According to a new study published, the EU trade agenda is set to have an overall positive impact on the EU economy and the agri-food sector.
Trade agreements are due to result in substantial increases in EU agri-food exports, with more limited increases in imports, creating a positive trade balance overall. The study also confirms that the EU’s approach to grant a limited amount of lower duty imports (through tariff rate quotas) is the best approach in terms of protecting specific vulnerable agri-food sectors in the EU.
The study carried out by the Commission’s Joint Research Centre (JRC) covers the cumulative effects of 12 trade agreements on the agri-food sector by 2030, an update of a 2016 study. A theoretical modelling exercise, the study includes trade results for the agricultural sector as a whole, and sector-specific impacts on trade, producer prices and production volumes.
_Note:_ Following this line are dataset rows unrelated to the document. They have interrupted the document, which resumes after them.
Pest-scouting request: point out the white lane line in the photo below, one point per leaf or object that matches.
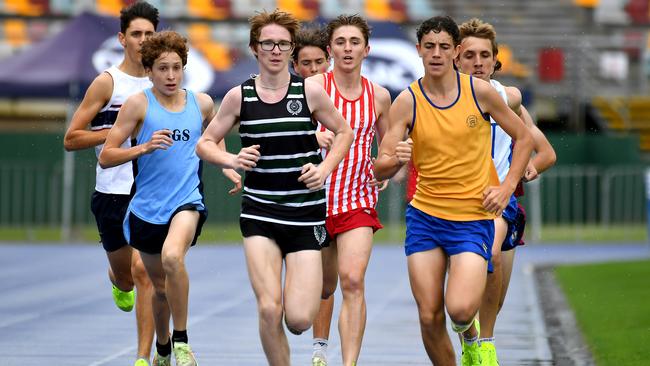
(221, 307)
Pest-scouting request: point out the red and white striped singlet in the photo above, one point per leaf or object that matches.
(347, 187)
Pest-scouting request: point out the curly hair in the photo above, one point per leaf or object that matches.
(480, 29)
(264, 18)
(439, 24)
(159, 43)
(354, 20)
(314, 37)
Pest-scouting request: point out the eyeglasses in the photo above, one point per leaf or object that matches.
(269, 45)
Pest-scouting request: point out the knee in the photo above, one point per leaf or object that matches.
(352, 283)
(461, 314)
(270, 312)
(432, 318)
(139, 273)
(173, 261)
(298, 323)
(329, 286)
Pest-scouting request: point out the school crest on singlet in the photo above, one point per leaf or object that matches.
(287, 138)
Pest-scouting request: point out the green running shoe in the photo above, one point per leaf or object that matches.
(471, 355)
(123, 300)
(318, 360)
(141, 362)
(159, 360)
(183, 354)
(489, 354)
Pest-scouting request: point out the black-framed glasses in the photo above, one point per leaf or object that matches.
(269, 45)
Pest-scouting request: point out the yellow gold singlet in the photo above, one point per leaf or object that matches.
(451, 153)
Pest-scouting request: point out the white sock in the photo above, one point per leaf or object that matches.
(487, 340)
(470, 341)
(320, 346)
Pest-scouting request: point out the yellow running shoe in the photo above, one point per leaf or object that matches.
(471, 355)
(141, 362)
(183, 354)
(159, 360)
(489, 354)
(123, 299)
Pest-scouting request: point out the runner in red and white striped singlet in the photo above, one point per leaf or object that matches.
(351, 188)
(348, 185)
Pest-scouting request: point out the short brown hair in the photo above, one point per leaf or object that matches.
(480, 29)
(314, 37)
(159, 43)
(262, 19)
(354, 20)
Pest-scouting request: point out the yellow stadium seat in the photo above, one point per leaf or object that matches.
(378, 9)
(297, 9)
(23, 7)
(208, 9)
(15, 31)
(110, 7)
(217, 54)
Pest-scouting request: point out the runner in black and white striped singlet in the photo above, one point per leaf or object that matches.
(286, 135)
(283, 203)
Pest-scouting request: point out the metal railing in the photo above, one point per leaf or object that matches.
(31, 194)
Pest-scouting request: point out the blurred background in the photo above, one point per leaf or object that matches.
(582, 66)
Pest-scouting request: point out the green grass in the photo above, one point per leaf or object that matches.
(390, 234)
(611, 303)
(594, 233)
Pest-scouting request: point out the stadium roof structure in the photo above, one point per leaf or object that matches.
(64, 65)
(60, 66)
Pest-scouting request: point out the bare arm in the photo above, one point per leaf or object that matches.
(394, 152)
(382, 108)
(78, 136)
(496, 198)
(207, 109)
(129, 118)
(324, 111)
(211, 147)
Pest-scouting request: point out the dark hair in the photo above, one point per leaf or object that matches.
(262, 19)
(314, 37)
(159, 43)
(480, 29)
(354, 20)
(439, 24)
(139, 9)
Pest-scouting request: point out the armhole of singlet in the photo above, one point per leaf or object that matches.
(110, 99)
(413, 120)
(485, 116)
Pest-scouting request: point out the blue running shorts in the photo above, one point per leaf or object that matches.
(425, 232)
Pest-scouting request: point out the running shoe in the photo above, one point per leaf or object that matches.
(141, 362)
(183, 354)
(489, 354)
(123, 299)
(471, 355)
(318, 359)
(159, 360)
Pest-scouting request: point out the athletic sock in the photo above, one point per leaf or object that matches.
(320, 344)
(164, 349)
(179, 336)
(470, 341)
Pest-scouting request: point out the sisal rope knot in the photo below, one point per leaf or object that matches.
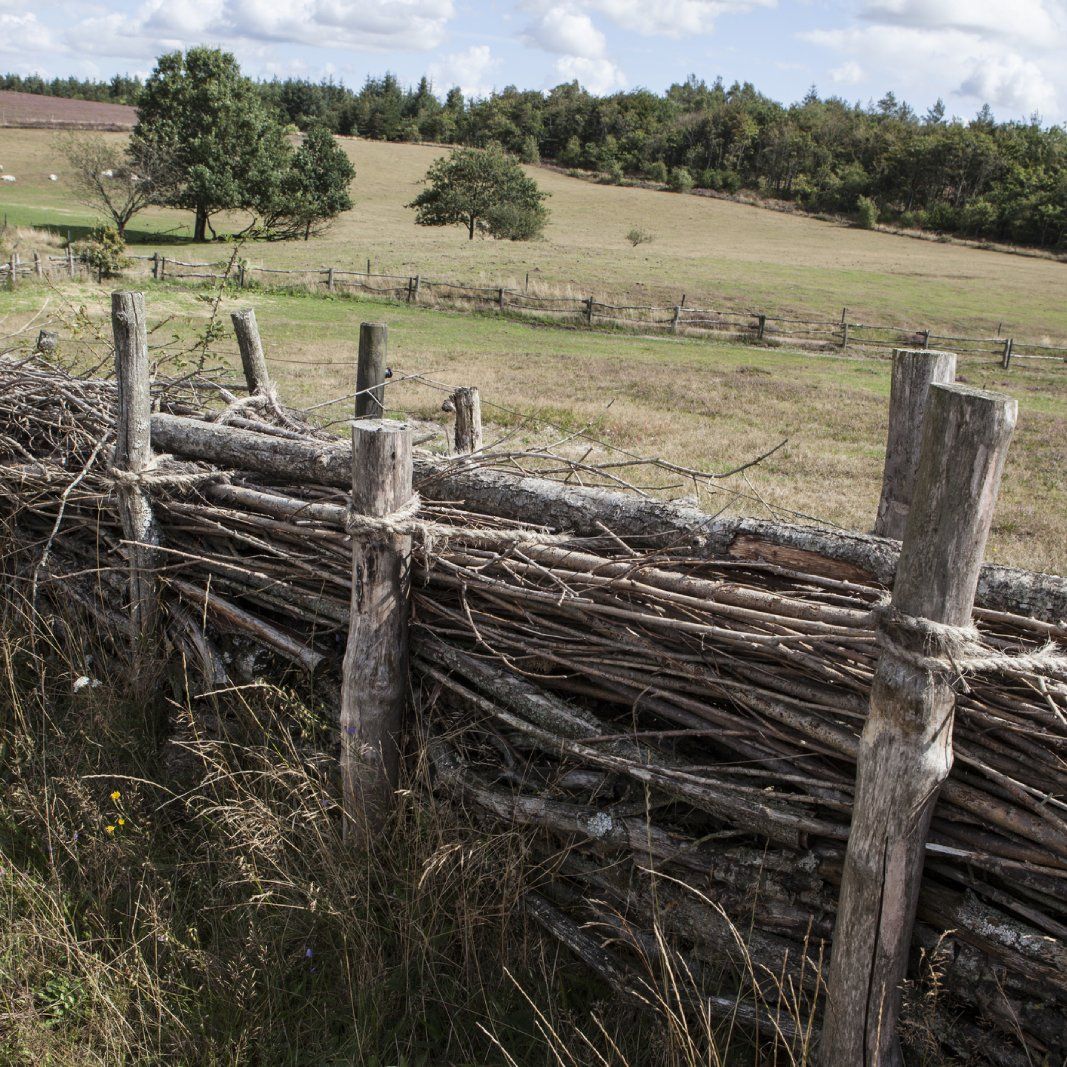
(957, 651)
Commenting on the study, Executive Vice-President responsible for trade Valdis Dombrovskis said: “The EU has always stood for open and fair trade which has enormously benefitted our economy, including agricultural producers. This study shows that we have been able to strike the right balance between offering more export opportunities to EU farmers, while protecting them from potential harmful effects of increased imports. Supporting the EU agri-food sector will continue to be a key element of the EU’s trade policy, be it through market opening, protecting traditional EU food products or defending it against dumping or other forms of unfair trade.”
Agriculture Commissioner Janusz Wojciechowski said: “The success of EU agricultural trade reflects the competitiveness of our sector. Reforms of the Common Agricultural Policy have highly contributed to this, supported by a global reputation of EU products as being safe, sustainably produced, nutritious and of high quality. This study, with more positive results than in 2016, confirms that our ambitious trade agenda helps EU farmers and food producers take full advantage of opportunities abroad while making sure we have sufficient safeguards in place for the most sensitive sectors.”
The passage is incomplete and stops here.